Academic fields in Africa, including the relatively new communication and media studies, are undergoing major changes, in parallel with global trends. However, the study of media, as of other academic fields, has been undermined by the colonial legacy as well as economic difficulties and political instability (Chimutengwende, 1988; Ronning, 1991; Bourgault, 1995). This chapter explores ways in which the teaching and study of media in Africa, as seen by those teaching and researching it, could be re-conceptualized to make it more responsive to local and international demands.

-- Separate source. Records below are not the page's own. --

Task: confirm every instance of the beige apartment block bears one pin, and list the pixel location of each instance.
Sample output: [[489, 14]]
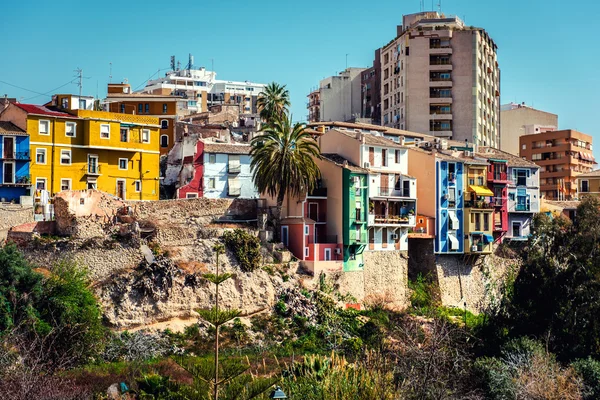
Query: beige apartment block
[[441, 78], [520, 119]]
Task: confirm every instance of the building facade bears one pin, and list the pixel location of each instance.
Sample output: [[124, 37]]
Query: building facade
[[15, 179], [442, 78], [166, 108], [521, 119], [217, 170], [82, 149], [562, 155]]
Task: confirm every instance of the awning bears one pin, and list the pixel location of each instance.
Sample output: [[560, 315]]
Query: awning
[[481, 190], [454, 219], [453, 242]]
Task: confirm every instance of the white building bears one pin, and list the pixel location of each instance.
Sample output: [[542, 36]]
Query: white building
[[340, 96]]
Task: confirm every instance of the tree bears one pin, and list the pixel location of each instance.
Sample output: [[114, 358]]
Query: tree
[[228, 379], [273, 102], [283, 160]]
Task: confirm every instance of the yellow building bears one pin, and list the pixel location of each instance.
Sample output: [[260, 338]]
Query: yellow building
[[80, 149], [479, 209]]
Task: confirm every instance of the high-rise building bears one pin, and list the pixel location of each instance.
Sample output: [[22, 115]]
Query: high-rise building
[[562, 156], [441, 77], [339, 97], [521, 119]]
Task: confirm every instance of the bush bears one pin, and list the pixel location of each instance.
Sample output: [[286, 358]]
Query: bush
[[589, 371], [245, 247]]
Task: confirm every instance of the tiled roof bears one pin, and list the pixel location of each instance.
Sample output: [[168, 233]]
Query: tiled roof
[[591, 174], [511, 159], [41, 110], [226, 148], [8, 128], [342, 162]]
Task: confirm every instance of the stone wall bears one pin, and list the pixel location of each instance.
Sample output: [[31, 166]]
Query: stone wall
[[13, 215], [384, 277]]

While the notion of ‘African’ is not unproblematic, it is fair to suggest that

beyond differences in the histories of the continent’s 54 countries there is a shared concern about former colonial powers continuing to dominate the education sector. As recently as the 1990s, this consensus was manifest in what was seen as a new awakening in Africa, born out of disillusionment and resentment of Western domination in intellectual, political and economic terms (Mafeje, 1992). African scholarship has engaged critically with Eurocentric approaches, and in the area of media this has meant rejecting the universalizing pretensions of Western theorizing and evidence, and paying more attention to neglected ‘indigenous’ forms of communication and languages (Salawu, 2006). The growing body of literature on endogenous forms of communication and how they can be used for human development can be seen as a specific response to continued Eurocentricism in African education1 (Ugboajah, 1985; Ansu-Kyeremeh, 2005; Banda et al., 2007). Africans have long been misrepresented, both in history and in the academy

(Mudimbe, 1988). Colonial domination in education matters because it makes Africa more ‘amenable to control by Western social and cultural influences’ (Mukasa and Becker, 1992: 36). Debates among African scholars have focused on the meaning and relevance of existing media education in Africa (Chimutengwende, 1988; M’Bayo and Nwanko, 1989). A review of mass communication research in west Africa by Edeani (1988), covering the period from the 1930s to 1980s, noted that much of the excitement that attended the emergence of communication and media research activities in the 1960s appeared, as early as the 1970s, to have given way to sober reflection on what African research was offering social science and Africa:

A number of searching questions began to be asked: Was that research advancing scientific knowledge as it was supposed to be doing? Was the research capable of serving the social, economic, political, cultural, and other developmental needs of Africa? And were foreign Africanists really genuinely committed to the study of Africa as an intellectual pursuit or were they involved for certain ulterior motives?